Wrapping up, we build or final catalog parser:
// catalog parser
StAXObjectBuilder<Catalog> catalogParser =
new StAXObjectBuilder("catalog", () -> new Catalog());
catalogParser.addHandler(articleParser,
(catalog, article) -> catalog.getArticles().add(article);
this.catalogParser = catalogParser;
I’ll leave it as an exercise to the reader to add a handler for the catalog version.
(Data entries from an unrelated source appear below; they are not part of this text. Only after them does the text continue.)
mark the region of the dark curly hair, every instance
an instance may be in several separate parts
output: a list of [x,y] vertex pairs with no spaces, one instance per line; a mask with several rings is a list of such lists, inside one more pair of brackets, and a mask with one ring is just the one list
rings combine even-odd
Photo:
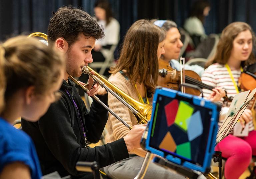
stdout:
[[69,46],[77,40],[81,33],[96,40],[104,37],[103,28],[90,15],[81,9],[71,6],[59,8],[53,13],[48,26],[48,39],[51,44],[62,37]]

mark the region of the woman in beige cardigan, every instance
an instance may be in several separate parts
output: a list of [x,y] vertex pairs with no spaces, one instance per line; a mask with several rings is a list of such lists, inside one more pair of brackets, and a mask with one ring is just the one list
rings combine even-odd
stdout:
[[[158,59],[164,53],[164,33],[149,21],[141,20],[128,30],[117,65],[111,69],[109,81],[137,100],[152,104],[152,94],[157,85]],[[137,124],[132,112],[112,94],[108,104],[119,116],[130,125]],[[107,124],[106,141],[111,142],[123,137],[129,130],[115,117],[110,114]],[[130,157],[104,168],[112,178],[133,178],[139,172],[146,152],[134,149]],[[145,178],[181,178],[153,163],[150,164]]]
That’s it! We’ve declared a complete XML parser for our object model in only 50 lines of code, including nesting and list handling. Furthermore, the code is easy to read, maintain, and understand.
Using the parser
Using the parser is easy:
public static void main() {
// Core SaTX setup
XMLInputFactory inputFactory = XMLInputFactory.newFactory();
InputStream in = FileInputStream("catalog.xml");
XMLEventReader eventReader = inputFactory.createXMLEventReader(in);
// Our CatalogParser
CatalogParser catalogParser = new CatalogParser();
// Our Data
Catalog catalog = catalogParser.parse(eventReader);
// do something with catalog...
}
I hope you’ve enjoyed this tutorial and I hope you never have to hand-code an XML parser in Java again!
Please feel free to use, extend, and adapt the StAXObjectBuilder to your own needs. The class is small and easy to customize for specific use-cases.
You can even adapt the class for efficient and continuous stream parsing. For example, instead of returning new object instances for each encountered tag, you could return final references to local variables. Then, during parsing, handle the child data immediately instead of building up a complex data model in memory (e.g. write the data to a database). This could greatly simplify your stream processing code without hurting performance.
Enjoy!
-Nick